Unsecured Loans

There’s optimism in borrowing money, when you take out an loan you are stating to yourself and to the world that you are confident that your situation is about to change for the better. What you cannot afford now, you will be able to afford in the near future. It is for this reason you are able to take a loan and rely heavily on the fact that your income will be able to keep sustaining you whilst covering the cost of the loan.

Secured Loans

Sometimes the people lending the money need a bit more to rely on than your confidence alone, this is where secured loans come in. Secured loans are loans that are designed for homeowners. When the lenders lend the money they are tying it to the home, if the borrower is unable to pay back the loan, the lenders will claim their money through their home. If the borrowers are able to pay the money back in full and on time, they continue to be the owners of their own home.

Secured loans are likely to be bigger and come with lower interest rates but they certainly do come with a obvious risks to your property and therefore to your financial security. In order to receive this loan, borrowers are putting a lot on the line.

Unsecured Loans

Unsecured loans, however, are attractive to both homeowners and non-homeowners (or tenants) alike. Statistics actually show that an equal number of home owners and tenants opt for unsecured loans because of it’s benefits. Loans such as these typically provide smaller amounts of cash with shorter processing time and higher interest rates designed to help people out of a sticky financial situation as quickly as possible. These loans have nothing to do with residential status, rather the loan provided is calculated based on your monthly income and on your predicted ability to pay back the loan in full and on time.

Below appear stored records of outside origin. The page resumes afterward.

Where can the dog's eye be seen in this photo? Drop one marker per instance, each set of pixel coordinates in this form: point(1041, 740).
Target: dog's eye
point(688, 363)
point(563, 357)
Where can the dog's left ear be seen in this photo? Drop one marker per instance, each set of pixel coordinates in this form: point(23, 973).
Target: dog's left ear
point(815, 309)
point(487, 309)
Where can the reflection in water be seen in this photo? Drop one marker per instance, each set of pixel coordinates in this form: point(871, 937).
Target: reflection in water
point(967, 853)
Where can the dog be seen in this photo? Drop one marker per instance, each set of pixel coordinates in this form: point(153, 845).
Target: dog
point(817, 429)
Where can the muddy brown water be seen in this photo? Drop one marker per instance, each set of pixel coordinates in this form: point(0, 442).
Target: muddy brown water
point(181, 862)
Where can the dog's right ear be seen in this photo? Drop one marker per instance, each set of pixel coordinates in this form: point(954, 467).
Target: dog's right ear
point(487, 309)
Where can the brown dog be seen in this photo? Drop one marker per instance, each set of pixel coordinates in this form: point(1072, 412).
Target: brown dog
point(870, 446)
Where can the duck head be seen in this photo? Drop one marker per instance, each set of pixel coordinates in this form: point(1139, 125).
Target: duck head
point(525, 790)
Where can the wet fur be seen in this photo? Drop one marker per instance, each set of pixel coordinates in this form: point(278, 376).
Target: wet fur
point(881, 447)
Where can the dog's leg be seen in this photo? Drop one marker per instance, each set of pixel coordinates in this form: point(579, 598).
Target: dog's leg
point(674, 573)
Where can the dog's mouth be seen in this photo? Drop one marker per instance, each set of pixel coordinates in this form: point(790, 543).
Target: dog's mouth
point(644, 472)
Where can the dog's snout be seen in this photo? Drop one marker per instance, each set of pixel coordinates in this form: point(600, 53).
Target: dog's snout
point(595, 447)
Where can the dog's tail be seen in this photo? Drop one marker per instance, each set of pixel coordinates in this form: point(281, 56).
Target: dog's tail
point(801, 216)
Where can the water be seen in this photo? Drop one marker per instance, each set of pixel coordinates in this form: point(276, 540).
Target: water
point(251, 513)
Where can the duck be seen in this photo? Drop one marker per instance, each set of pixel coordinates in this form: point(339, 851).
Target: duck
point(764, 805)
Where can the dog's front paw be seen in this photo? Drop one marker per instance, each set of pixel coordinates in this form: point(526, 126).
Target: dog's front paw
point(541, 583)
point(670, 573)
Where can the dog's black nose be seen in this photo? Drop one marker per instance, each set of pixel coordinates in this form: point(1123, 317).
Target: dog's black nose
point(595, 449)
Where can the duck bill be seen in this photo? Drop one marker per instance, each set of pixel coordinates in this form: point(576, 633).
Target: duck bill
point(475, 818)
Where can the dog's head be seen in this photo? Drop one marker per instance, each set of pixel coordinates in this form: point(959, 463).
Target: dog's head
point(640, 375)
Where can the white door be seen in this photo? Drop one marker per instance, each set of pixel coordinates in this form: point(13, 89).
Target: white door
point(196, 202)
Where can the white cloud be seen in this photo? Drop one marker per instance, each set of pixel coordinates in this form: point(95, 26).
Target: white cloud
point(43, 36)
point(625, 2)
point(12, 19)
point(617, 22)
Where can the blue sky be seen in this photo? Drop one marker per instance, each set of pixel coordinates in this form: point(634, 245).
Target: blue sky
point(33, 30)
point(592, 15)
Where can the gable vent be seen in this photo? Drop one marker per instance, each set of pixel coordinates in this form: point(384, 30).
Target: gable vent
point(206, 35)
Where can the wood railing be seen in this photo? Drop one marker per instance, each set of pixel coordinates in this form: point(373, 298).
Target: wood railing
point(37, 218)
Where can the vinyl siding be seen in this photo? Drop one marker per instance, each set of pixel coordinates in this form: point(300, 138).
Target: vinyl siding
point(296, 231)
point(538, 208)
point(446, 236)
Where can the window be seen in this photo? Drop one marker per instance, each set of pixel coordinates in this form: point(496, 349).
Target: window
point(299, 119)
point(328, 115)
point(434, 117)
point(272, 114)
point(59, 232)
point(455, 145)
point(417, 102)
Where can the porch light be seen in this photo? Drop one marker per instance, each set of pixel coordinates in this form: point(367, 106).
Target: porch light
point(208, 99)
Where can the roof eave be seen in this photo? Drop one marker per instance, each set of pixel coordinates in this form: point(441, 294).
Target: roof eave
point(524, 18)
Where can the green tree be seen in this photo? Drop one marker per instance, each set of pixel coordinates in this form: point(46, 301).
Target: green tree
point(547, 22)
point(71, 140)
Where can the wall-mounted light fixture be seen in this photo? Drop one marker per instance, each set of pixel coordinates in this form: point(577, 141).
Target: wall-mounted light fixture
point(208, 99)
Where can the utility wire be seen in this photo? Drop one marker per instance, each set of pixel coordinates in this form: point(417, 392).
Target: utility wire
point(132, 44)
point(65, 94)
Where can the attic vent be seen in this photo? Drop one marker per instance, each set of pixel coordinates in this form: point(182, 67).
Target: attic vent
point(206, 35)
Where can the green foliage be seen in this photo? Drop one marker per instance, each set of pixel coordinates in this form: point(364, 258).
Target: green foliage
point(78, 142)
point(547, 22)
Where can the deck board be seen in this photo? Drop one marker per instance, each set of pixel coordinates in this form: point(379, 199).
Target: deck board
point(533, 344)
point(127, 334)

This is basically your Debt To Income ratio (DTI). DTI is built up by your total monthly income divided by your total monthly loan repayments. A DTI of 20% is considered a very good DTI ratio. It is important that you keep your DTI promising for your credit card score and in order to establish yourself as an attractive candidate for an unsecured loan or secured loan.

The downside of unsecured loan may be obvious; although you are not risking your property and home, if you are late paying your repayments (as research show an increasing number of borrowers are) interest rates start to climb, credit card scores begin to plummet and in extreme cases legal action can be taken against the borrower. It is therefore of the utmost importance to make a well informed estimation regarding the loan that you are most confident you will be able to pay back comfortably, without stretching any existing resources.